Gleich, ahja. Ich würde sagen 500µV/div ~= 1mV/div, aber das nur am
Rande.
gb r. schrieb:> Der Kurzschlussfall ist kein alleiniges Qualitätskriterium.
Kein alleiniges, aber ein entscheidenes! Wenn die Eingangsstufe selbst
schon rauscht, dann ist Hopfen und Malz verloren und das tut sie im
Falle des 4000er eindeutig mehr.
branadic schrieb:> Gleich, ahja.
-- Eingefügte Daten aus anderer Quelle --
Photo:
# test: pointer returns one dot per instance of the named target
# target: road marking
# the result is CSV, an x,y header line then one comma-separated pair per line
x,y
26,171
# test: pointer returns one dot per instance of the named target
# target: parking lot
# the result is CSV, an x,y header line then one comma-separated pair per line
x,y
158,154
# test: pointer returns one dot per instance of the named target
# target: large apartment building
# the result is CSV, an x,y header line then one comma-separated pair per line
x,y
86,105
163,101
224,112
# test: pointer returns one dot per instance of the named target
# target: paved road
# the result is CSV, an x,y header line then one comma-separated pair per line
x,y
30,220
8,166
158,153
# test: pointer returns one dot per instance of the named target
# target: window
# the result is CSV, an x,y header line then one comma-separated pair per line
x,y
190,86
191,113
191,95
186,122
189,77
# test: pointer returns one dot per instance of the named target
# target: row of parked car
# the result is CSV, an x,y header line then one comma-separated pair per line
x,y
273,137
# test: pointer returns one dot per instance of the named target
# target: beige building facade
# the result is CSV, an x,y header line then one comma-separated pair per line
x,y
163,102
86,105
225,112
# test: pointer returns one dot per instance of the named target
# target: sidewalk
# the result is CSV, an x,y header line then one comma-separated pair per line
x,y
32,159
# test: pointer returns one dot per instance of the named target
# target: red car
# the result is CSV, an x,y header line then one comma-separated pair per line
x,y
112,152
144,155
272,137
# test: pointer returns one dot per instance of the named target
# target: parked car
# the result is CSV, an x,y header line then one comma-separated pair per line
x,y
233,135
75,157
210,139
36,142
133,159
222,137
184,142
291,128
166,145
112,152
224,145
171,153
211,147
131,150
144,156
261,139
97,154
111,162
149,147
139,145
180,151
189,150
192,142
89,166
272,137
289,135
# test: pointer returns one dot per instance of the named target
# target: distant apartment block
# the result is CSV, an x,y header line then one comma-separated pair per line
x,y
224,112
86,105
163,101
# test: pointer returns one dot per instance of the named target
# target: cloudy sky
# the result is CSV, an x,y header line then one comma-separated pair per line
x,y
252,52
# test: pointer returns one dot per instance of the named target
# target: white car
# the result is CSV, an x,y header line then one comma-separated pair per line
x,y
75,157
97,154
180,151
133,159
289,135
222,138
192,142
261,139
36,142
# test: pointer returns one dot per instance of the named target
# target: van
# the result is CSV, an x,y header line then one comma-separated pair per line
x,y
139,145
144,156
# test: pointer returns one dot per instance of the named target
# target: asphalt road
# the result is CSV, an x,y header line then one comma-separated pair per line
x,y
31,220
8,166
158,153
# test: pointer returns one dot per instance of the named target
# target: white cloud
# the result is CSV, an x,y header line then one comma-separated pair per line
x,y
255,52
Ich würde sagen 500µV/div ~= 1mV/div, aber das nur am> Rande.
Stehe ich zu, mein Fehler.
Ändert trotzdem nichts dran, dass mein DS4012 nicht so stark rauscht wie
deines im Bild.
Und deswegen die Frage nach Streuung oder standardmässige Unterschiede
in den Geräten, oder doch Bugs, von denen verschiedene Messbereiche
betroffen sind?
Und: die 30MHz machen den Braten nicht fett, die Frage ist nur, um die
Eingangsstufe des 2000er-Gerätes wirklich besser ist oder rapide mit
ansteigender Bandbreite verschlechtert? Ich würde mich wundern, wenn
Rigol diese komplett anders designed haben sollte als die der höheren
4000er.
Da möchte ich dann Gleiches mit Gleichem verglichen sehen, bevor ich am
Ende wirklich sagen kann, dass es besser ist. Dafür habe ich zu lange in
der Validation gearbeitet und die Schummeleien gesehen, die zu oft mit
höheren Anforderungen an die Hardware ans Licht kamen.
Deshalb ist ein solcher Vergleich für mich erst einmal fraglich.
Gruß
Gunb
** Lötlackl schrieb:> Der DS2202 hat einen "TimeOut Trigger". Laut Beschreibung ist es wohl> genau das, was gesucht wird.>> mfg
Wenn ich da hinten ins Handbuch schaue, gehört der Timeout-Trigger zur
Option AT-DS2, die noch einmal mit ca. 220€ erworben werden muss, oder?